A beverage manufacturer leverages predictive analytics in its ITSM environment to monitor compressors and packaging machines. When energy consumption patterns deviate from the norm, the AI flags the anomaly and initiates an automated service workflow. OT technicians replace a defective valve during a scheduled downtime period, thus avoiding a complete production shutdown. 

This proactive model reduces emergency maintenance costs and improves overall equipment effectiveness. 

Why Being Flexible Is Indispensable 

As we’ve seen in the three previous examples, production operations are diverse and complex. No two plants have the same processes or priorities. This is why flexibility in ITSM design is fundamental. 

A specific function for workflow design that is highly configurable allows organizations to model their own processes, whether it involves routing problems between IT and OT, automating change approvals, or planning predictive maintenance activities. 

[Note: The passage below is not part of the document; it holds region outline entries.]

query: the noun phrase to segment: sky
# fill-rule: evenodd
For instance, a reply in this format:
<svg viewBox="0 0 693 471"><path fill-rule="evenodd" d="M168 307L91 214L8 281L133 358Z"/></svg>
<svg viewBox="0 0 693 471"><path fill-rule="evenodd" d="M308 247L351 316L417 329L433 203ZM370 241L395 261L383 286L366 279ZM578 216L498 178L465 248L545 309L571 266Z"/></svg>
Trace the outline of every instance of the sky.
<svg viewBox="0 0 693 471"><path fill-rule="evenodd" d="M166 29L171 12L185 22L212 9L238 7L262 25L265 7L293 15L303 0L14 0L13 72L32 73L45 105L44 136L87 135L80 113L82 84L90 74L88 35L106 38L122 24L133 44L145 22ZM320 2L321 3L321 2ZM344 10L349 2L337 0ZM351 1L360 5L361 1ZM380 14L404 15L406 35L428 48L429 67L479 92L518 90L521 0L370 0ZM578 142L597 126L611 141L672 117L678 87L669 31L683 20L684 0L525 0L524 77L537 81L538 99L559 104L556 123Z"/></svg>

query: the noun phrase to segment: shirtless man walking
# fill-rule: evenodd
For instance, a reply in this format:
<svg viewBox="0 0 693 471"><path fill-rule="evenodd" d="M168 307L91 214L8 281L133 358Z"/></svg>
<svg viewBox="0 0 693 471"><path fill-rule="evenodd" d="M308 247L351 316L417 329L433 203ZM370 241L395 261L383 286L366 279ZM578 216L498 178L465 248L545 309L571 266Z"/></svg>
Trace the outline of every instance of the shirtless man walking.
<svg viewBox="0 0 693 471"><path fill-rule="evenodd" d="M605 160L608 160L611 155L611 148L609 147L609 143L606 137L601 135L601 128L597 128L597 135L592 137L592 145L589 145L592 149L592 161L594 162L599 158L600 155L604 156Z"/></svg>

At the same time, domain separation ensures compliance, data integrity, and security. On the other hand, the shared visibility enabled by a unified platform promotes collaboration. IT and OT teams must operate in synergy, without friction or unnecessary overlaps to maintain operational continuity. 

Challenges to Address 

The adoption of ITSM platforms with predictive capabilities requires solid data quality, investments in reliable sensors, and close attention to industrial cybersecurity. Additionally, integration between IT and OT can involve organizational and cultural challenges, especially in companies with legacy infrastructures. 

The Future of Manufacturing ITSM: Smarter IT-OT Operations to Transform Downtime into Uptime 

ITSM that integrates AI layers, in addition to improving IT-OT collaboration, enables predictive maintenance, reduces downtime, and keeps production activities running. 

Predictive maintenance conducted through AI-driven ITSM allows several strategic advantages to be achieved: 

  • Reduction of costly downtime 
  • Strengthening of collaboration between IT and OT 
  • Optimization of response times 
  • Increase in operational resilience 

The result is not only operational efficiency but also operational continuity. 

In an increasingly connected context, the meeting between ITSM and predictive maintenance allows moving from reactive management to full operational resilience, guaranteeing a high level of efficiency, constant over time.